UrVal UrVal - 1 year ago 130
Scala Question

Class not found when applying udf in Apache Zeppelin

LATER EDIT: It seems the problem is related to the Apache Zeppelin interpreter. I'm using Apache Zeppelin 0.6.0 on Spark 1.6.0. When running the same code in spark-shell (2.0.0) there were no issues.

This might be a bit too specific, but maybe it helps others that get similar errors with UDFs.

What I want is to create a column in a Spark Dataframe based on a different column in that DF and a Seq of strings.
So, create column "urban" and put 1 if the value in column "location" is in the sequence "cities" else put 0.

Tried solving it in several different ways. I get the same error. The final version is based on these posts:
Use of Seq.contains(String)
Create new column with udf. This is what I have now:

val cities = Seq("london", "paris")
df.filter(lower($"location") isin (cities : _*)).count()

Long = 5485947
So I have records with those 2 locations

import org.apache.spark.sql.functions._
val urbanFlag: (String => Int) = (arg: String) => {if (cities.contains(arg)) 1 else 0}
val urbf = udf(urbanFlag)
df.withColumn("urban", urbf(lower($"location"))).show(100)
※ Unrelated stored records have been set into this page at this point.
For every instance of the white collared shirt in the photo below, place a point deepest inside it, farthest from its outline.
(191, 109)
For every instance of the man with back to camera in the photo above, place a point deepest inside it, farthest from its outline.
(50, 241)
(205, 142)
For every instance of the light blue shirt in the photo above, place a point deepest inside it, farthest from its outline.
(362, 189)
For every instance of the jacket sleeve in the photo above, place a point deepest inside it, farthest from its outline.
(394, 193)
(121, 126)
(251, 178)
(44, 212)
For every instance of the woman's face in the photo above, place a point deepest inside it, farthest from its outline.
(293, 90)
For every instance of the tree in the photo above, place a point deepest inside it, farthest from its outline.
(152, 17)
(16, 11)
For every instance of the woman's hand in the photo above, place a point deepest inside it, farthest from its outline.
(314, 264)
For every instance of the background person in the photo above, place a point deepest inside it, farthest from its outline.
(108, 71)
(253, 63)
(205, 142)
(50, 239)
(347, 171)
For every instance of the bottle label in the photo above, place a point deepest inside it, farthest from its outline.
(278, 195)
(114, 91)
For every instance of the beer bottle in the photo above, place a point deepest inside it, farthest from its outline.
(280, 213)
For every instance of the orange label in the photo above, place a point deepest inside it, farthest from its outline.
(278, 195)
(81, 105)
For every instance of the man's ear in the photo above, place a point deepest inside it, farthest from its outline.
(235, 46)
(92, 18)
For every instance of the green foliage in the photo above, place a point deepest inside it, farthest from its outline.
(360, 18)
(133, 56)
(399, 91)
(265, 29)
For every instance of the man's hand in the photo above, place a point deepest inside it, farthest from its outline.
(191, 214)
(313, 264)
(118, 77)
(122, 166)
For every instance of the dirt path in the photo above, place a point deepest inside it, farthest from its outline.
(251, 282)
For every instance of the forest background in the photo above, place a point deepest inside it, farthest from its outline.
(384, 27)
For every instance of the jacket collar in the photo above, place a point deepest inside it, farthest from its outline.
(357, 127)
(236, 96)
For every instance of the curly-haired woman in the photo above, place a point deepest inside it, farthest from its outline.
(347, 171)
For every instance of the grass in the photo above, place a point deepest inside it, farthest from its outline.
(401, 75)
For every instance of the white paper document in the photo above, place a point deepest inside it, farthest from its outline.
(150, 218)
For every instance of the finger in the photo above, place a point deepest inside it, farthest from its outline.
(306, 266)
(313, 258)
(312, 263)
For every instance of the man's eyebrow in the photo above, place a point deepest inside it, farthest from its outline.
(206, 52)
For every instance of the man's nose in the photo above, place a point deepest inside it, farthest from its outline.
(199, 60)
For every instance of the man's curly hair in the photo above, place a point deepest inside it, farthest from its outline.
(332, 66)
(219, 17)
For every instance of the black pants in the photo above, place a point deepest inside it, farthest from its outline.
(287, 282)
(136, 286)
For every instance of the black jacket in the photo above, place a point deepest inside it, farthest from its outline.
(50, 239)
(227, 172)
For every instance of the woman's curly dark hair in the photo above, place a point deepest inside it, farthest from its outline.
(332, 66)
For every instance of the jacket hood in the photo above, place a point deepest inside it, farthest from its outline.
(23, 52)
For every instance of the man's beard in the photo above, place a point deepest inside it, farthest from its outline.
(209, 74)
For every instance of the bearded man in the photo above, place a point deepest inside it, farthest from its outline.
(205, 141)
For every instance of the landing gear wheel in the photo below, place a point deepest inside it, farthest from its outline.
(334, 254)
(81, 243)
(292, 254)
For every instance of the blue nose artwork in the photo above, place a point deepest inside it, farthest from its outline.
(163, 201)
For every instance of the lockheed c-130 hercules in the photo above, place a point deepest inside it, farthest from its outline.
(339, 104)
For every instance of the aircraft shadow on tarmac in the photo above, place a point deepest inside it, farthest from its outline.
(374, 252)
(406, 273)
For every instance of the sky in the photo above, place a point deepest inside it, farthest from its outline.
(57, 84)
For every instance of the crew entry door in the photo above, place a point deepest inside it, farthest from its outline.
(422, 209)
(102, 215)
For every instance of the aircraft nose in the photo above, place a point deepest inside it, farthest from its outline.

When I run this I get "Job aborted due to stage failure", the error:


...and a huge stacktrace.
I'd guess there is something about anonymous function but what?

Answer Source

Maybe there's an issue with the way you're defining the UDF? This works for me:

import org.apache.spark.sql.functions._

val data = sqlContext.read.json(sc.parallelize(Seq("{'location' : 'london'}", "{'location': 'tokyo'}")))

val cities = Seq("london", "paris")
val urbf = udf { city: String => if (cities.contains(city)) 1 else 0 }

data.select($"location", urbf($"location")).show

|  london|            1|
|   tokyo|            0|

Note that I'm defining the UDF directly, i.e. without an intermediate.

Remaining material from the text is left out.